Même situation pour son voisin du dessus, Joseph Picard, qui va devoir quitter le logement dans lequel il vit depuis 54 ans.

"Les propriétaires veulent faire plus d'argent", affirme ce locataire de 68 ans, lunettes rectangulaires et cheveux grisonnants, qui ne sait pas encore où il habitera après le 30 juin.

Symptômes de la crise du logement, les expulsions ont plus que doublé dans les villes de Montréal et de Québec entre 2021 et 2022, selon un rapport d'associations de locataires.

Et ce phénomène "alarmant" s'étend désormais au reste de la province, les expulsions bondissent en dehors de ces deux villes (+508%).

"La majorité des expulsions sont frauduleuses: elles ont simplement pour but de faire une opération spéculative", au détriment "des personnes les plus pauvres", s'insurge Martin Blanchard, porte-parole du Regroupement des comités logement et associations de locataires du Québec (RCLALQ).

La ministre québécoise de l'Habitation, France-Elaine Duranceau, a récemment promis d'agir contre celles visant à créer des Airbnb.

Le débat sur la location à court terme a été relancé ces dernières semaines après la mort de sept personnes dans l'incendie d'un édifice de la fin du XIXe siècle qui abritait des Airbnb dans une zone interdite du Vieux-Montréal.

- Peu de recours possibles -

Dans le contexte d'une pénurie de logements, les expulsions sont aussi une façon d'appliquer des "hausses de loyer absolument folles" en signant un bail avec de nouveaux locataires, avance Martin Blanchard.

Dans la province francophone, la majorité des baux durent seulement une année, ce qui ouvre la porte à des revalorisations régulières.

Toujours moins élevés qu'à Vancouver ou Toronto, les prix des logements à Montréal ont grimpé de 7% en 2022 par rapport à l'année précédente, selon des chiffres du site d'annonces locatives Rentals, diffusés en mars.

"Les propriétaires sont autant pris à la gorge" que les locataires, réplique Marc-André Plante, porte-parole de la Corporation des propriétaires immobiliers du Québec (CORPIQ), évoquant la hausse des taxes municipales, des taux d'intérêts et des coûts de rénovation.

"Dans des bâtiments où les locataires sont là depuis 20 ou 25 ans, les prix des logements sont tellement bas par rapport au marché que les dépenses du propriétaire sont plus élevées que les revenus", souligne M. Plante.

Conséquence: "le parc locatif se détériore et on est obligé d'expulser les locataires pour le rénover".

Hors certaines exceptions, un propriétaire peut légalement expulser son locataire pour transformer le logement en location court terme, l'agrandir, le diviser, s'il souhaite le reprendre pour s'y loger ou pour l'un de ses proches.

Une fois que le propriétaire a obtenu les autorisations nécessaires, "le locataire n'a aucune défense.

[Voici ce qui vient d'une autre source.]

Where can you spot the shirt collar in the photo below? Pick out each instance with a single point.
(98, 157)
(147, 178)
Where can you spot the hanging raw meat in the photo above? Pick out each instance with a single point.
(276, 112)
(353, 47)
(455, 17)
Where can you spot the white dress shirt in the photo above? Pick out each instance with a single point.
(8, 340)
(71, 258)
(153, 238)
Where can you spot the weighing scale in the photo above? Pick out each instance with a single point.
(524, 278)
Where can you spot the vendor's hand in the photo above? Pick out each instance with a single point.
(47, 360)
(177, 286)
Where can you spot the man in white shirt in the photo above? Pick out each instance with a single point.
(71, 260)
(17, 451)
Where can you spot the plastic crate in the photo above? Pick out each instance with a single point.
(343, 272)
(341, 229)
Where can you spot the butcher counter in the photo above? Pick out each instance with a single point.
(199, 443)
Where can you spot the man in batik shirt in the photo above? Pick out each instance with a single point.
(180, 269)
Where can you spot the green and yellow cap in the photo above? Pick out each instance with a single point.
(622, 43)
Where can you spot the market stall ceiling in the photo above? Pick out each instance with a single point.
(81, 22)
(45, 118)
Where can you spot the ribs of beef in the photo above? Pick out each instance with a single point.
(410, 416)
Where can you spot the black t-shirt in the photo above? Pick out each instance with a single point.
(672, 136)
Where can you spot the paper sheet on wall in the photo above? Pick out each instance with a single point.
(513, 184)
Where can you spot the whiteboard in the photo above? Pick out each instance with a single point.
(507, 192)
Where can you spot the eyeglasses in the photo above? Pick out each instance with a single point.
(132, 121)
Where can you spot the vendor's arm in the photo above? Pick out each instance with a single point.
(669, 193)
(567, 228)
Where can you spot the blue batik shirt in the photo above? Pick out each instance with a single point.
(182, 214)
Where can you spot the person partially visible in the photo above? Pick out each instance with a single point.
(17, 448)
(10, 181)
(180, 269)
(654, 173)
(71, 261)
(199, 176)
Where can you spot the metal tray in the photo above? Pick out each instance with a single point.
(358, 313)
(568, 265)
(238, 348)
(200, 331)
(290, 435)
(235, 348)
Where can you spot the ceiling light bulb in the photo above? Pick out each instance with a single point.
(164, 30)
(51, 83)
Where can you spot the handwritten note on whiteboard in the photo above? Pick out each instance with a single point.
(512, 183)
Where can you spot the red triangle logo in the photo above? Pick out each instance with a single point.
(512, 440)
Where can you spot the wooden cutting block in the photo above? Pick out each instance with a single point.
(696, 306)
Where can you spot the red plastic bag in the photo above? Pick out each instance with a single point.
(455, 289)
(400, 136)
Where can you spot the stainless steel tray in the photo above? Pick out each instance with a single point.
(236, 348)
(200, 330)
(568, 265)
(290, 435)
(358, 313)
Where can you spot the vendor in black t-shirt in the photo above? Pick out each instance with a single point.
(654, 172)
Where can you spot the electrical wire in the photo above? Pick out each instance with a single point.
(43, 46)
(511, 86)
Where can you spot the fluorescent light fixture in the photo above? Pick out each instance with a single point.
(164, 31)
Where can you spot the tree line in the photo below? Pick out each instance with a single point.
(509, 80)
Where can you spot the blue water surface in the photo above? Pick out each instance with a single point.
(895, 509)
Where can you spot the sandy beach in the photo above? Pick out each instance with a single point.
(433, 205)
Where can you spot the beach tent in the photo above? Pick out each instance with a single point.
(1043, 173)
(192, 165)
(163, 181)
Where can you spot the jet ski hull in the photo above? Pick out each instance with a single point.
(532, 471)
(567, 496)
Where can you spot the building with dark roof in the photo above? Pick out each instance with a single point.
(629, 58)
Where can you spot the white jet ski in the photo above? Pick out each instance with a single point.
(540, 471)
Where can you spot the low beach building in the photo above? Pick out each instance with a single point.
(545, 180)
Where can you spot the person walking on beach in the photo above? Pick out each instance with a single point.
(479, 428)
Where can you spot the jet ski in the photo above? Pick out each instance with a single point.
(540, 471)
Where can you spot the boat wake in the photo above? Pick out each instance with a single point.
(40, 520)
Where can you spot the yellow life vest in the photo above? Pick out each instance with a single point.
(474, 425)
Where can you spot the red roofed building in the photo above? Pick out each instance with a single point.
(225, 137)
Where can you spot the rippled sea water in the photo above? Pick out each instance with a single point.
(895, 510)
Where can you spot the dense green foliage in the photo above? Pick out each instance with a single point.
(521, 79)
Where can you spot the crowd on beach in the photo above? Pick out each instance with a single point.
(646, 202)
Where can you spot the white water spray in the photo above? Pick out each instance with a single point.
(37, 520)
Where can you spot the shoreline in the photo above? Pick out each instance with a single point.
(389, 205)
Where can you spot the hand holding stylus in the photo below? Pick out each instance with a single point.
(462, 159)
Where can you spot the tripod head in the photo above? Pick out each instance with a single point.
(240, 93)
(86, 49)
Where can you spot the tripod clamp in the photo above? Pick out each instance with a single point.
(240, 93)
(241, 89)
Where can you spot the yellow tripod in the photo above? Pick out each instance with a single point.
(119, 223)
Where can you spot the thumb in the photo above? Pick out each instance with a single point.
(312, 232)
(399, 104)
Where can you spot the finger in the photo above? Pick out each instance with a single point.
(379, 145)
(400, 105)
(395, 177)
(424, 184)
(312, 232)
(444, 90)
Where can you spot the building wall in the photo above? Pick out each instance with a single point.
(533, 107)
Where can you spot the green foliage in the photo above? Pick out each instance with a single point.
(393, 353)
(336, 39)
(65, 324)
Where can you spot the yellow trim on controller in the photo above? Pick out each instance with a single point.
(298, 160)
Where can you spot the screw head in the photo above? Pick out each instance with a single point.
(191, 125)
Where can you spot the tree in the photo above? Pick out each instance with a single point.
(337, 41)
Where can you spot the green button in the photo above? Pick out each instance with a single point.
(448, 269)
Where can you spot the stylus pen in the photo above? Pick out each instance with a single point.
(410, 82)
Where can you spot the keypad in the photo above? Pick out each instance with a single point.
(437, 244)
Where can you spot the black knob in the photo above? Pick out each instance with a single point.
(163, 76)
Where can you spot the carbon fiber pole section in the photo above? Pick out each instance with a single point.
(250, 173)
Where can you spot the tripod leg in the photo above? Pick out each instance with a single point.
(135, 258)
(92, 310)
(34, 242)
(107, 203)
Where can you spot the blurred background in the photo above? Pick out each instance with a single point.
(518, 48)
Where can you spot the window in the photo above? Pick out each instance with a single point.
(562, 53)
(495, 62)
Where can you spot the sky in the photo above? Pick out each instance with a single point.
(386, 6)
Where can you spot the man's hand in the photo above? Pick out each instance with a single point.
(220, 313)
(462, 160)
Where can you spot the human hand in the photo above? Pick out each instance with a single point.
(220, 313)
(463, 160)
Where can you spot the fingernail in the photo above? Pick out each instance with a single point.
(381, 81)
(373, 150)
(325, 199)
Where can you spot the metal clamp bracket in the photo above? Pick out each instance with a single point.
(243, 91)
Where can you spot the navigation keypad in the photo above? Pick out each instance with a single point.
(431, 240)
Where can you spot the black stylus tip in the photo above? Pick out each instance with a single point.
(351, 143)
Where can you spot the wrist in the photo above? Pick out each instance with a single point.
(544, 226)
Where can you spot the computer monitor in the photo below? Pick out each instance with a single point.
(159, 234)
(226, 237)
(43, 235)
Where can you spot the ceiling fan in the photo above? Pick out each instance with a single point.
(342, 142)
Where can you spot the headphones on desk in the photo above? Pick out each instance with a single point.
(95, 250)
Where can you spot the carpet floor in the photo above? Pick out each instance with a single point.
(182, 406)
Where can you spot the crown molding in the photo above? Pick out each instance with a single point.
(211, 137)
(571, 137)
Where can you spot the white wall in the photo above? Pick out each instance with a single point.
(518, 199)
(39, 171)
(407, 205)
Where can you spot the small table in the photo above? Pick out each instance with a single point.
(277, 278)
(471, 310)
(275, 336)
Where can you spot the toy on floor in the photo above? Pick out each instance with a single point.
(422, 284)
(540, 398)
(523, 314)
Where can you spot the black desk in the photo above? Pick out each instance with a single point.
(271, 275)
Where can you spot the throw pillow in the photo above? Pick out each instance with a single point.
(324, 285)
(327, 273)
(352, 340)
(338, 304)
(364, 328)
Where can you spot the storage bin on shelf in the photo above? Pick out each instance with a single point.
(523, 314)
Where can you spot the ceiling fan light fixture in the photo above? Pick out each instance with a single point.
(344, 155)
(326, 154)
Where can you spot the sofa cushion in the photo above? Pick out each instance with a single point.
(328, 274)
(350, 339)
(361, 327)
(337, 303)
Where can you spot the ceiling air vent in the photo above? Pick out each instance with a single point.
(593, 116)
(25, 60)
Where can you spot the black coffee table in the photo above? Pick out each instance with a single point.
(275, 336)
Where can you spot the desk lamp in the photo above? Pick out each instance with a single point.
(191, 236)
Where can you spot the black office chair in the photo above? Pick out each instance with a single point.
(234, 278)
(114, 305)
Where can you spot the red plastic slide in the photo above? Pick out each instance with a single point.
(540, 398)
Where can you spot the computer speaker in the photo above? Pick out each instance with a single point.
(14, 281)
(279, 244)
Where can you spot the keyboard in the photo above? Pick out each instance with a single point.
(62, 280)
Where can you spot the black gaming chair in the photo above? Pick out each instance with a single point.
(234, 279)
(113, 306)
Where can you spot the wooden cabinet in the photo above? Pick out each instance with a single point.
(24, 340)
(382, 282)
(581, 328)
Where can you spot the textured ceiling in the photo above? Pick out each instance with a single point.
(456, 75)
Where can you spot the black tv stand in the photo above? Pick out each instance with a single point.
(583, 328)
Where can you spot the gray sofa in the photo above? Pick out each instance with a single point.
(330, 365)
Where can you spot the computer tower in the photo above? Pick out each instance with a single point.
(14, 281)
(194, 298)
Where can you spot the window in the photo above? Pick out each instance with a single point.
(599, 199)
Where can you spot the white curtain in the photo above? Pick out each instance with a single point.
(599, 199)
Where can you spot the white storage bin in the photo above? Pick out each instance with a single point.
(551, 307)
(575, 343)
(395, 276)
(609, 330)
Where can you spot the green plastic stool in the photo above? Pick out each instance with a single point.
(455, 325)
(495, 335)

Il n'a quasiment pas d'autres choix que de partir", affirme Kimmyanne Brown, avocate en droit du logement.

Selon elle, les personnes vulnérables, avec de bas revenus, sont les principales victimes, et peu savent qu'elles ont 30 jours pour intenter un recours.

En perdant son appartement de trois chambres qu'il paye 910 dollars canadiens par mois (618 euros), bien en-dessous des prix du marché, Jean-François Raymond va probablement devoir quitter l'île de Montréal, où les logements sont devenus rares et trop chers pour lui.